By: Bill Schammert
Big news for Nebraska's "savings account," the state hit a record $679 million in its cash reserve. But as the Tax Modernization Committee gets set to meet Wednesday, should that number play a part in tax relief?
Lincoln Senator Kathy Campbell says the group of several state senators needs to proceed cautiously.
"I think it'll definitely be a question on the table," Sen. Campbell said.
The rainy day fund came in 8-percent above projection because of higher tax revenues. However, Sen. Campbell, a member of the committee, says it needs to look at all options.
"It's so important for people to understand the inner relationship between sales, income and property taxes."

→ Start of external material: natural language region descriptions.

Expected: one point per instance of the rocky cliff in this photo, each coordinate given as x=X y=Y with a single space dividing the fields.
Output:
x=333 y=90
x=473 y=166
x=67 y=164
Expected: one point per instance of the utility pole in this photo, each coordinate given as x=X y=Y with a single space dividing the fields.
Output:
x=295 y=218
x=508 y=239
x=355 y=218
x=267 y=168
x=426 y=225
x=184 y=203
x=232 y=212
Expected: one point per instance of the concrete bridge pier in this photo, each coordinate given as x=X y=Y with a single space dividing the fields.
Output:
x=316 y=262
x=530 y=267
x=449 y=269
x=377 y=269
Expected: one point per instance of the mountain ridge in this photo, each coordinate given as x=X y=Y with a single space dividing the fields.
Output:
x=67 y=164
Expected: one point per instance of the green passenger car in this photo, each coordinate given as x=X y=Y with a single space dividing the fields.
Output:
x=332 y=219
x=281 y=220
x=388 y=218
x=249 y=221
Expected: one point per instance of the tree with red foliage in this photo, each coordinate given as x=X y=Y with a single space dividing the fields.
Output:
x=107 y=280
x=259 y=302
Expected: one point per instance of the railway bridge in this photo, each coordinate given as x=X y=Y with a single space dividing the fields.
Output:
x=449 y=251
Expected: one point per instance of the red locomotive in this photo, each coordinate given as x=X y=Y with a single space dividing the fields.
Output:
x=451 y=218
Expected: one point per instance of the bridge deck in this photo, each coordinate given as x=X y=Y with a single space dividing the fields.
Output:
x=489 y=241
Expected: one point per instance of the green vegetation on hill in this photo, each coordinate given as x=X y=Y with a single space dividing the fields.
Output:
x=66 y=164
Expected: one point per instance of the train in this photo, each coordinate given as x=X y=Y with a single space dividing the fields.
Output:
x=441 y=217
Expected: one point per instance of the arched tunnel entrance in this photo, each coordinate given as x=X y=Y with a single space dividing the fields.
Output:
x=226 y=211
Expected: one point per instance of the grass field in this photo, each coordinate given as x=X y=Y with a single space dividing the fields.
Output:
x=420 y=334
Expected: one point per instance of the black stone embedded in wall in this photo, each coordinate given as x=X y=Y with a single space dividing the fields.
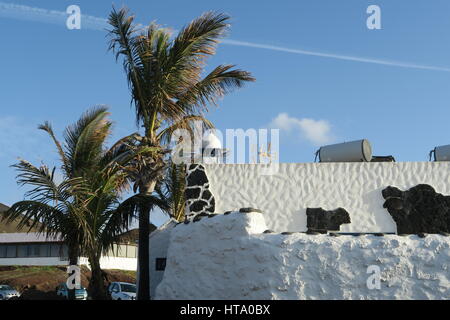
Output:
x=199 y=198
x=319 y=219
x=419 y=210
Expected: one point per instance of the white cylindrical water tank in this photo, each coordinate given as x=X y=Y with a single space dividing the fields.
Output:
x=442 y=153
x=354 y=151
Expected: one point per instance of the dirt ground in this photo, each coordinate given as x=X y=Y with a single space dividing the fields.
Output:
x=39 y=283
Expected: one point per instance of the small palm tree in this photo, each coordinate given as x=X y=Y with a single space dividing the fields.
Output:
x=84 y=208
x=168 y=92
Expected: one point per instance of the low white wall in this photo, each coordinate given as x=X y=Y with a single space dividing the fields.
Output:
x=159 y=243
x=118 y=263
x=356 y=187
x=227 y=257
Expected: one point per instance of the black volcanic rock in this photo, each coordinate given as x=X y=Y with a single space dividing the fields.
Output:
x=419 y=210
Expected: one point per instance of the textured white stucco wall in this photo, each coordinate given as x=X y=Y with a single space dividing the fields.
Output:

Renee Fry is the Executive Director of the OpenSky Policy Institute, she says the reserve acts as a savings account, and the money needs to stay put.

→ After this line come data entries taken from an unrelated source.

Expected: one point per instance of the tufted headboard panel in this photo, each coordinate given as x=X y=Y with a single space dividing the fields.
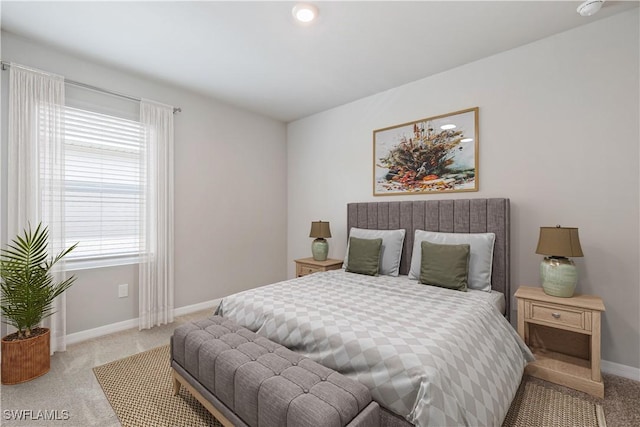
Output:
x=447 y=216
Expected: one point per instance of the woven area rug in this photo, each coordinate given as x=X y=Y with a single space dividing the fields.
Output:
x=539 y=406
x=139 y=389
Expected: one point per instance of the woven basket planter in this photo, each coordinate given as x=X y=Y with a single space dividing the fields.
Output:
x=24 y=360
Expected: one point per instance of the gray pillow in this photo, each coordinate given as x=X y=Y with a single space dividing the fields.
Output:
x=391 y=252
x=364 y=256
x=446 y=266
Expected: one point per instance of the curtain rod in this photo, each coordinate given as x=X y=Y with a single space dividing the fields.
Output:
x=5 y=65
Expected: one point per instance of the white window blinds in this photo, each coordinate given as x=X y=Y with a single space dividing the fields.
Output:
x=104 y=193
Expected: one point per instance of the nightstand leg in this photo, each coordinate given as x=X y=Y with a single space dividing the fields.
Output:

"We really should be setting those [funds] aside," Fry said. "It's finally at a safe level and we wouldn't want to dip into that prematurely."

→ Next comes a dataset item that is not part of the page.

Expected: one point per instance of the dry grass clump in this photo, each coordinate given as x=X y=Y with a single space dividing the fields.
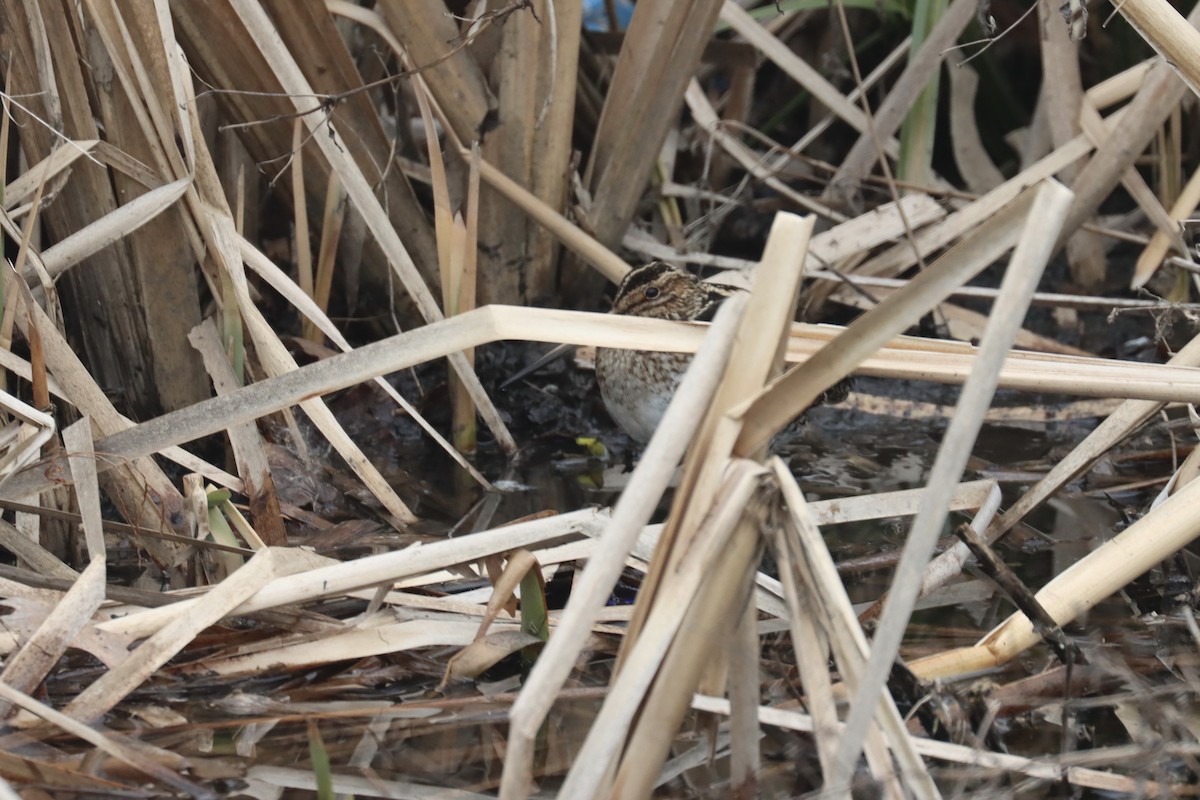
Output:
x=438 y=170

Fry says she's seen other states with higher than average cash reserves and believes it is largely due to the passage of the Fiscal Cliff. She doesn't believe it will last long.
Ahead of the Tax Modernization Committee hearings, Fry says she hopes the senators will focus on property tax reform.
"If we expand the sales tax to more services as we should to have a modern sales tax, we could use that revenue to reduce property taxes. That would put our tax code in much more balance," Fry said.
The committee meets for the first time at the State Capitol on Wednesday, at 10:00 a.m.